Başvurucu Dernek, Komisyon kararlarının kendisine verilmesi talebinin reddedilmesinin, bilgiye erişim hakkı delaletiyle ifade özgürlüğünü ihlal ettiğini ve red kararına karşı etkili bir iç hukuk yolu bulunmadığını da ileri sürmek suretiyle İHAS m.13’ün ihlal edildiğini iddia etmiştir.

Mahkeme, Derneğin kamu yararı gözeten hukuka uygun bir bilgi toplama faaliyetinde bulunduğunu, bu sebeple Komisyonun red kararının bilgiye erişim hakkı delaletiyle İHAS m.10’a bir müdahale niteliğinde olduğunu belirtmiştir.

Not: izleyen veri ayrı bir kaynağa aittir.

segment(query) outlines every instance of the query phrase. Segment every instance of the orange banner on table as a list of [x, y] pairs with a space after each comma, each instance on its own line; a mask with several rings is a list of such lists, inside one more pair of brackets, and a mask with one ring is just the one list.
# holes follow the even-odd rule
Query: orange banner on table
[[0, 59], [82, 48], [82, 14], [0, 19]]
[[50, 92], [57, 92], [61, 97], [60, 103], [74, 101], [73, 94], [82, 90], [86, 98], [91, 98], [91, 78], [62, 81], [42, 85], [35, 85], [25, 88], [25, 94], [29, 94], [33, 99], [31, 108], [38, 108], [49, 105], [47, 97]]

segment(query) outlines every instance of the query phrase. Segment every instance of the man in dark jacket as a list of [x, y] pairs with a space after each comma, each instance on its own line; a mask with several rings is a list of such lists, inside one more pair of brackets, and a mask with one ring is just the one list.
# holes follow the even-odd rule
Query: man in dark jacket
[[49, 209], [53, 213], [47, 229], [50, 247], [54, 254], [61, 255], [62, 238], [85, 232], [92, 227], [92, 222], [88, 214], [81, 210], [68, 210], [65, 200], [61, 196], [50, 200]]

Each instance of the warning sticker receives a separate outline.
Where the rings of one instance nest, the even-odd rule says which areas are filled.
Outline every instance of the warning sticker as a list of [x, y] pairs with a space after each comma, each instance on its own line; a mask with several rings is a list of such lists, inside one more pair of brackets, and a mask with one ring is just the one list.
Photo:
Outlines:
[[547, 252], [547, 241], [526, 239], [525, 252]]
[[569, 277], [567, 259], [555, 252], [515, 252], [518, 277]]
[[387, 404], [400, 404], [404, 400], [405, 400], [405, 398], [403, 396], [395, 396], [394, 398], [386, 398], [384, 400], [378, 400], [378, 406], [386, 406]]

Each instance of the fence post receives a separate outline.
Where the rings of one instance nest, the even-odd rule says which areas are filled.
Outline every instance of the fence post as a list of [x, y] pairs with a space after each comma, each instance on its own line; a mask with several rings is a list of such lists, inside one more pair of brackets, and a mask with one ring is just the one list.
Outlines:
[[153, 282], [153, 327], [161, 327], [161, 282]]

Mahkeme; Komisyonun red kararı Tyrol Bilgiye Erişim Kanunu hükümlerine dayandığı için, müdahalenin 10. madde kapsamında hukuken öngörülmüş olduğunu, yani kanunla tanımlandığını ve somut olayda red kararı gerekçesinin, “başkalarının haklarının korunması” meşru amacına dayandığını ifade etmiştir.

Mahkeme son olarak, Avusturya makamlarının red kararlarının somut olayın şartları dahilinde “yeterli” ve “ilgili” olup olmadıklarını incelemiştir. Bu kapsamda Mahkeme, Derneğin talebi doğrultusunda oluşacak masrafları karşılamayı teklif etmesine rağmen, talebin koşulsuzca reddedildiğini belirtmiştir.

Ayrıca İHAM, medeni haklara dair uyuşmazlıkları karara bağlayan bir kamu kurumu olan Komisyonun verdiği hiçbir kararın (örneğin elektronik bir veri tabanında) yayınlanmamasını “çarpıcı” olarak nitelendirmiştir. Mahkeme; Komisyonun, Derneğin talebini yerine getirmesi konusunda yaşayacağı zorluğun (çok masraflı olma ve kaynak ayırma zorluğu), kararlarını yayınlamama yönündeki tercihinin bir sonucu olduğuna karar vermiştir. Mahkeme; Derneğin, Avusturya’nın farklı bölgelerindeki tüm komisyonlardan ilgili kararları isimsiz olarak temin edebildiğini de vurgulamıştır. Böylece Mahkeme, Tyrol Bölgesi ile ilgili farklı uygulamayı eleştirmektedir.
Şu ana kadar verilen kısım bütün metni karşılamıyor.